You can ask the BEAM for a list of pids and then check their message queue lengths, if that is greater than 0, then there are messages which have not yet been read by that process. This might have different reasons. Either messages come in faster as you are able to process, or there is no receive clause (so far) that matches them.

Also if it’s only about that message, then you need to find a way to count them yourself. Should be trivial for any process you manage yourself.

I think you may be confusing what happens in a process and in a behaviour.

A process consumes messages using receive. Unconsumed messages are left in the process message queue until they are consumed with a receive, they never go away by themselves. message_queue_len returns the number of messages currently in the message queue. The system does not keep count of the total number of messages that have arrived to a process.

Note that there is no default handle_info or equivalent for a process.

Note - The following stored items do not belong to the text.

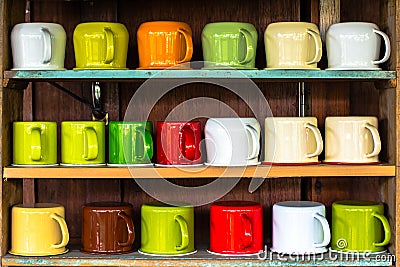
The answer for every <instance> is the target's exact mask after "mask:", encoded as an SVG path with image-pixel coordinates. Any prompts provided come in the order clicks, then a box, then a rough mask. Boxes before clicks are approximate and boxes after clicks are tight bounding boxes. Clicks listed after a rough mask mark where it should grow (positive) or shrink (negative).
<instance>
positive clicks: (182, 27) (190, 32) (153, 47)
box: [137, 21, 193, 69]
mask: <svg viewBox="0 0 400 267" xmlns="http://www.w3.org/2000/svg"><path fill="white" fill-rule="evenodd" d="M137 41H138V50H139V68H138V69H164V68H168V67H172V66H175V65H177V64H180V63H183V62H189V61H190V59H191V58H192V55H193V42H192V30H191V29H190V26H189V25H188V24H186V23H184V22H177V21H151V22H145V23H142V24H141V25H140V26H139V29H138V31H137Z"/></svg>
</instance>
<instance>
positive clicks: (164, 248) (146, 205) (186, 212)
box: [139, 202, 195, 255]
mask: <svg viewBox="0 0 400 267" xmlns="http://www.w3.org/2000/svg"><path fill="white" fill-rule="evenodd" d="M175 204H176V206H175V205H170V204H165V203H161V202H150V203H146V204H143V205H142V208H141V218H142V223H141V226H142V240H141V247H140V250H139V252H141V253H144V254H151V255H186V254H191V253H194V252H195V249H194V210H193V207H192V206H190V205H185V204H182V203H181V204H179V203H175Z"/></svg>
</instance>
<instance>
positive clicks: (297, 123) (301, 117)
mask: <svg viewBox="0 0 400 267" xmlns="http://www.w3.org/2000/svg"><path fill="white" fill-rule="evenodd" d="M317 125H318V124H317V118H315V117H268V118H266V119H265V162H266V163H272V164H283V165H285V164H288V165H290V164H295V165H297V164H317V163H319V161H318V155H320V154H321V152H322V150H323V140H322V137H321V133H320V131H319V130H318V127H317Z"/></svg>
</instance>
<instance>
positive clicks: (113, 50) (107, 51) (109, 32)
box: [104, 27, 115, 64]
mask: <svg viewBox="0 0 400 267" xmlns="http://www.w3.org/2000/svg"><path fill="white" fill-rule="evenodd" d="M104 32H105V33H106V47H107V53H106V59H105V60H104V63H106V64H110V63H111V62H112V61H113V60H114V56H115V55H114V52H115V51H114V33H113V32H112V30H111V28H109V27H105V28H104Z"/></svg>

The generic code in behaviours generally have a top-level receive loop which processes every message it finds in the message queue. Through the format of the message it knows which callback function to call to process the message. The handle_info callback is the one which is called when and unrecognised message arrives, one that hasn’t been sent with a call or a cast nor is an OTP system message. This is something which is handle by the behaviour so the message queue will never be allowed to build up.

The behaviour does not keep count of the total number of messages which has arrived at the process but it does keep count of the number of messages which it has processed in the top-loop. You can query this using :sys.statistics/2 to query the behaviour. Note that this is implemented by the generic behaviour code and is not not something that is implemented by the system for all processes.

A final note. The basic concurrency model in Erlang and Elixir is very very simple and is based on four main ideas: isolated processes, asynchronous sending of messages, selective receive, and timeouts in the receive. Everything else, for example how behaviours behave, is explicitly built on top of this.

Sorry this became a bit longer than planned. I hope correctly understood what you were asking about.